3 months Infrastructure knowledge framework that new infrastructure engineers felt necessary

table of contents
【table of contents】
①The role of infrastructure engineers
② System diagram to be monitored (7 items)
③ Criteria for determining the urgency of monitored objects (4 levels)
[Contents]
nice to meet you
My name is Mizusawa Yoshihiro and this is my first post on the Beyond Blog
I was welcomed as a member of Beyond in August 2020
Currently, we are based in the Shikoku office in Miyoshi City, Tokushima Prefecture
No, I'm very sorry..
I work at the Persian Cat Office in the same place as Inoue-san, who is a very active Persian cat. I'm always grateful for all your help, including with Nasu
Although it is a brief summary, I have listed my career history in the "Profile" section at the end, so please take a look if you are interested
Recently, for some reason, I have started to seriously think, "I want to become moss," "I want to become moss." Just to be clear, "It's not seaweed," "It's moss," "Moss!"

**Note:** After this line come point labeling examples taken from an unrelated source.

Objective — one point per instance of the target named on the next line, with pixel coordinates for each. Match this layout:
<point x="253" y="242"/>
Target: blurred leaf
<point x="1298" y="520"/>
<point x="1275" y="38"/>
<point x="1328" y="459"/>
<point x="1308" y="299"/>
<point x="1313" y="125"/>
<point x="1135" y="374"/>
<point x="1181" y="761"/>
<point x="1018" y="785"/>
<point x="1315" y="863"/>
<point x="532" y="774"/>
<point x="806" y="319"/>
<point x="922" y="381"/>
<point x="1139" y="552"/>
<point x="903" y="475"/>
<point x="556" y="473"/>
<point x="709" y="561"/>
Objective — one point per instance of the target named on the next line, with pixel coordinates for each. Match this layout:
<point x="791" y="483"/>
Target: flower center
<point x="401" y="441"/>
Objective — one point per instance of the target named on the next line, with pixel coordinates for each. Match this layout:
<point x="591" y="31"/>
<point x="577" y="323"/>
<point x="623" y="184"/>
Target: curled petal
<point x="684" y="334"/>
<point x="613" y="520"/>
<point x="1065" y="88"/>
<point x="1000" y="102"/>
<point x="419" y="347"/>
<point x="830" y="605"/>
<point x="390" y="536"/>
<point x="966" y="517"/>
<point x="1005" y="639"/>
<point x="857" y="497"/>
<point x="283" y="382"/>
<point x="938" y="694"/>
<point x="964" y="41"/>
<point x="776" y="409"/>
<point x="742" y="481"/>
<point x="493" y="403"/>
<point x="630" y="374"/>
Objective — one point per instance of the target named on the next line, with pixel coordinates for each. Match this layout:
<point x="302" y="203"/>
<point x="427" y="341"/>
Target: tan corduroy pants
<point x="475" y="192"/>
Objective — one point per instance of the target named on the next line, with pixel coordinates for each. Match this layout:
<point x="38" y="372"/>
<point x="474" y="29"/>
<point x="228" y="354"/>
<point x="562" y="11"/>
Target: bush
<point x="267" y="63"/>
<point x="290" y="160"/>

This is important. It won't be on the test, but it's extremely important
Seriously, I've been pondering deeply, like moss, lately, and I've realized that the reason I've arrived at this way of thinking is because of my "great encounter" with Yamaguchi-san and Susan Cain's books, which I've had over the years as an "introvert" living in an increasingly uncertain world. But I'll talk about that another time
So, this is the main topic of this blog
The theme of my first post is "Understanding systematic knowledge of IT infrastructure." Each topic focuses on the knowledge I gained from reading the book "Introduction to IT Infrastructure Monitoring [Practice] for Software Engineers (by Yuichiro Saito)," and focuses on the points I felt were particularly necessary through my three months of work as a "newbie infrastructure engineer" who made a career change from a non-experienced one
Therefore, please forgive me for focusing more on the "operation and maintenance" side than the design and construction side at this time. In the future, I would like to write blog articles about the "design and construction" side as well
The reason I chose this theme is that while I have many opportunities to come into contact with the "inside" of infrastructure work on a daily basis, I have often felt that not being able to fully grasp the overall picture of the "outside" prevents me from understanding the events occurring on the inside
To use a cooking analogy, I have gradually become able to cook specific dishes such as stir-fried vegetables and hamburger steaks through my daily home cooking, but I feel that this is similar to the struggle I have had because I have not fully grasped the overall picture of cooking, which is the outer framework of cooking, such as "procuring ingredients, cutting, heating, seasoning, and plating."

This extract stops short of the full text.